All the while, in the front of my mind I am counting breaths. I am trying to follow a body scan to relax myself into sleep. I am hoping my partner will throw an arm over me for its comfort and its weight. But I don’t want to drag his deeply sleeping self into this storm with me. And I just want to cry. I want to kick and scream and cry because I feel so weak against this that comes for me in the ungodly hours.

a car crash

had a dream my mom was behind the wheel of a car, looked directly into my eyes, and drove straight into her house.

what is the bardo?

(in Tibetan Buddhism) a state of existence between death and rebirth, varying in length according to a person's conduct in life and manner of, or age at, death. - Oxford Dictionary

I had begun reading Pema Chodran’s book, How We Live Is How We Die, last winter. It describes this beautiful and sacred space of limbo between death and rebirth.

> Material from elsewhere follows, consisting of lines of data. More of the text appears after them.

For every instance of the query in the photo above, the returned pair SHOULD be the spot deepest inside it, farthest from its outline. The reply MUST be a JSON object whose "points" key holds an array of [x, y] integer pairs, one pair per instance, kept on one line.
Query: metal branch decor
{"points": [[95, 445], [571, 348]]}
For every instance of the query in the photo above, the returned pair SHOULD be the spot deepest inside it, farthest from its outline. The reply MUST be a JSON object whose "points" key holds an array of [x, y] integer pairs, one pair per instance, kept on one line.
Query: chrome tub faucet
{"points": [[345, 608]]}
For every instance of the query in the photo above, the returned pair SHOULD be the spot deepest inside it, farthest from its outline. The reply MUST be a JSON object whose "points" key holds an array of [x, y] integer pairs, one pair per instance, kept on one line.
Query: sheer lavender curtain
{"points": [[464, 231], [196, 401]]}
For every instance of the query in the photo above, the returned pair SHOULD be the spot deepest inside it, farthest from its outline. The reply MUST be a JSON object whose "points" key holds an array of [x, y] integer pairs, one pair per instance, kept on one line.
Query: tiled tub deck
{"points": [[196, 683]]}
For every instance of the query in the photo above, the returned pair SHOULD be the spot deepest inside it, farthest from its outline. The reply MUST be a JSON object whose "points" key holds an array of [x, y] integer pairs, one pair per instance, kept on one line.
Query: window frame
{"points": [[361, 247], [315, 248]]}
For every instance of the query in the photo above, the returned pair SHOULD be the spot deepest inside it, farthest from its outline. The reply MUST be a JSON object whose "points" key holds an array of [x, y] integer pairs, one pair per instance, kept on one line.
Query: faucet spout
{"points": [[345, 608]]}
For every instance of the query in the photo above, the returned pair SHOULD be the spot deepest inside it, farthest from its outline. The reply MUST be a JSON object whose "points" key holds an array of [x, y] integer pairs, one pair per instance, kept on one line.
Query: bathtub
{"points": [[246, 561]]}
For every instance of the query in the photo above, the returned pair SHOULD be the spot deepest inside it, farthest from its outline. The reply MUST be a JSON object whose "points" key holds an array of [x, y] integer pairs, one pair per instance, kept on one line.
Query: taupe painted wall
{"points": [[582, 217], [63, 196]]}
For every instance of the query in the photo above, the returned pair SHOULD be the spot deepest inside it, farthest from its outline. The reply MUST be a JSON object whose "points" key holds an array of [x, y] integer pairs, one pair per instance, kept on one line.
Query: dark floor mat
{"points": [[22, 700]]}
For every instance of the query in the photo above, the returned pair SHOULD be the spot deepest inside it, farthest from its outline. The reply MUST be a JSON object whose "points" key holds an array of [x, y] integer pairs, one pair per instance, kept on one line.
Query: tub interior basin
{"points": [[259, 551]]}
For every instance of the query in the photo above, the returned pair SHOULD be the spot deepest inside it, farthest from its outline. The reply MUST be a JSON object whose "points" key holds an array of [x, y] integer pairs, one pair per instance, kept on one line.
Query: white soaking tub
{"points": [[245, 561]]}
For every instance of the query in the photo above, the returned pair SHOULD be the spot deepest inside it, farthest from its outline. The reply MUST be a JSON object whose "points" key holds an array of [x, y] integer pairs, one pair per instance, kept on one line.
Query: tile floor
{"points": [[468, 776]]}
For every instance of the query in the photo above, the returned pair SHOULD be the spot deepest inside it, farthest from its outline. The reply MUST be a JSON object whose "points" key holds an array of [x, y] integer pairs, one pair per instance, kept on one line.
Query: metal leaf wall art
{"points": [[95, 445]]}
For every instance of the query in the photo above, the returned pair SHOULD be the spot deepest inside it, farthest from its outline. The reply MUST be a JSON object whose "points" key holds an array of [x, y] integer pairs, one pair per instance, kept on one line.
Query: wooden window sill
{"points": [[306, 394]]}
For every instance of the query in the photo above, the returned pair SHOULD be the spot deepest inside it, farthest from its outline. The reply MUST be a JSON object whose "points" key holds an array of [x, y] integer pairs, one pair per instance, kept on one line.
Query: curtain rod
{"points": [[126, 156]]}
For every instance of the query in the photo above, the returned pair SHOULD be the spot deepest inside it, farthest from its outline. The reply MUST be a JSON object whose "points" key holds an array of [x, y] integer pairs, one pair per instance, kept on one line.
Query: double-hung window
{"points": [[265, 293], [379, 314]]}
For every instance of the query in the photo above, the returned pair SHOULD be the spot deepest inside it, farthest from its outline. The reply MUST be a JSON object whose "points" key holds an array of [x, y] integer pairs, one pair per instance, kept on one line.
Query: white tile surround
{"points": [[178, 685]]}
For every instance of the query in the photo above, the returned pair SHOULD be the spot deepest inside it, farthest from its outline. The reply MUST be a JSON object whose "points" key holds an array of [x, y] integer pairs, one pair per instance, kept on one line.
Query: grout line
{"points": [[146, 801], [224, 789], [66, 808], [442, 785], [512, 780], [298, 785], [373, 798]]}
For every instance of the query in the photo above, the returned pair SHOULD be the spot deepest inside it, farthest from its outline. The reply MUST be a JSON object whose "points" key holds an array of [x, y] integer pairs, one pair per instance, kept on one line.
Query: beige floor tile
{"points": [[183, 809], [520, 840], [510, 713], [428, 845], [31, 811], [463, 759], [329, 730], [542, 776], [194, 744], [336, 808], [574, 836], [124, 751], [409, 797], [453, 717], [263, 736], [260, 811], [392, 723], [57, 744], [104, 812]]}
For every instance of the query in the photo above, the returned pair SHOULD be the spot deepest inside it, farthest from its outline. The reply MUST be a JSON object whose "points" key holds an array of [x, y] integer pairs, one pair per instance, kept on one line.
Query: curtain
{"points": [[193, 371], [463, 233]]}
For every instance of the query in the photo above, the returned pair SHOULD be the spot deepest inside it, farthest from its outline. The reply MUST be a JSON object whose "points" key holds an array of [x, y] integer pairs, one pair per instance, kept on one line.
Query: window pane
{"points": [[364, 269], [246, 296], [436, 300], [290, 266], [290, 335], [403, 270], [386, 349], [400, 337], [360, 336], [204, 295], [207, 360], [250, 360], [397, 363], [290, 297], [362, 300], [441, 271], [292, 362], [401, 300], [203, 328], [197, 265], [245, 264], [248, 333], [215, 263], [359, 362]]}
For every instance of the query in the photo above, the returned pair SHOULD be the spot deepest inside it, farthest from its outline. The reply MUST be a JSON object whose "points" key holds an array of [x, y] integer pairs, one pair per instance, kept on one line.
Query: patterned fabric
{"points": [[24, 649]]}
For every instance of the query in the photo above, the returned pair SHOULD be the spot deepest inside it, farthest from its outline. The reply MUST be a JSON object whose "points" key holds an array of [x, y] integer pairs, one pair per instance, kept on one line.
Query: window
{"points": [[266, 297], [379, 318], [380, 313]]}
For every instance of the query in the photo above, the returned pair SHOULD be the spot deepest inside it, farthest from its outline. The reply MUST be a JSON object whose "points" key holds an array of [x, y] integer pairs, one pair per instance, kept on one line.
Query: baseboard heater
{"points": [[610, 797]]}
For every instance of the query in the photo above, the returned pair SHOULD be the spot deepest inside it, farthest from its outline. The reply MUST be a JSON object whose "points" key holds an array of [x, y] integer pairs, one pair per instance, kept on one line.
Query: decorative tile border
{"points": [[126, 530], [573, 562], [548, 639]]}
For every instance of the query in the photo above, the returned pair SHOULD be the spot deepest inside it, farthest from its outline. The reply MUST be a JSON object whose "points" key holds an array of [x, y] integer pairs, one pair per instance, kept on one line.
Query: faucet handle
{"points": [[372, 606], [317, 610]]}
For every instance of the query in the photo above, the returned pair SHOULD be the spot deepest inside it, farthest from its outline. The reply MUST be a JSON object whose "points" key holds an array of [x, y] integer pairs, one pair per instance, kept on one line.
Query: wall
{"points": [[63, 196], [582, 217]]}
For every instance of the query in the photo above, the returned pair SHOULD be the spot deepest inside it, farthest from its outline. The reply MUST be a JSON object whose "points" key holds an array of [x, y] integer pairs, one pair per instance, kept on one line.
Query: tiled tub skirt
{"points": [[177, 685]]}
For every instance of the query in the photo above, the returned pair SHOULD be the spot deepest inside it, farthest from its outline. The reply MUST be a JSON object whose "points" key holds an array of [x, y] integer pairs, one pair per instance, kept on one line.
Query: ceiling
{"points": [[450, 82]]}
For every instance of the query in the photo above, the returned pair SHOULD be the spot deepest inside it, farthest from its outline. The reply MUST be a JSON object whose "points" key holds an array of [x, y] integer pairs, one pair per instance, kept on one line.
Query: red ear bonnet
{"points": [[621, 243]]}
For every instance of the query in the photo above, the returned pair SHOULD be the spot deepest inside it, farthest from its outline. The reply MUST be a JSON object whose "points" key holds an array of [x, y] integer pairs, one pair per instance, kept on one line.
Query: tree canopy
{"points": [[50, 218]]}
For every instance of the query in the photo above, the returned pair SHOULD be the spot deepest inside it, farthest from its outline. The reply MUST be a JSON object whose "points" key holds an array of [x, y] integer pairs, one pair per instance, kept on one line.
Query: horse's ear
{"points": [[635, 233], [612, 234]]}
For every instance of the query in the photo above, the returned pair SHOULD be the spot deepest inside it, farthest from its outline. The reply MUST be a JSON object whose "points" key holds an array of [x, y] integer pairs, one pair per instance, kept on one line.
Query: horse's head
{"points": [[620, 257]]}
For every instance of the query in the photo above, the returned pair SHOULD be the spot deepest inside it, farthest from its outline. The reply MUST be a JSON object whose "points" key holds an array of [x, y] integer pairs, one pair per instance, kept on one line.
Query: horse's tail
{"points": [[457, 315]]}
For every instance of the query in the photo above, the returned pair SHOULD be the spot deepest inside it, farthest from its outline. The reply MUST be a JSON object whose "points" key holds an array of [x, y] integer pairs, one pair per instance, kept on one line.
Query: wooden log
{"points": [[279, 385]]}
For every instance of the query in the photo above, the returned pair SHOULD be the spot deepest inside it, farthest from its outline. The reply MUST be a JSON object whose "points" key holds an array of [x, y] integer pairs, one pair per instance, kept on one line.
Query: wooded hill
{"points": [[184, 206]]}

In the year before, I read Lincoln In The Bardo, by George Saunders, which tells the story of Lincoln from the point of view - in a way - from the ghost of his son, after his death, as well as other ghosts in a cemetery.

Most recently, I read Unlikely Animals by Annie Hartnett, which also tells a story of life, love, and death, told from the voices of ghosts in the cemetary.

Why, how, are we in the Bardo now?

This is hard to explain. I feel like my mom has died and is in this strange precipice between a forever death - of body and soul - and rebirth into a new life, new form. This limbo, for her though, is full of pain and insecurity, fear, and isolation. I know that there is a world wherein she is reborn and can become free. What I don’t know of course, is if she will find her way there - through the cemetery, through the anguish, shame, fear. Like so many wise souls who came before her, she has to stand with her darkness, her greatest fears, and know peace - like the Buddha and the demons of Mara. Can she? Will she? Where is she now?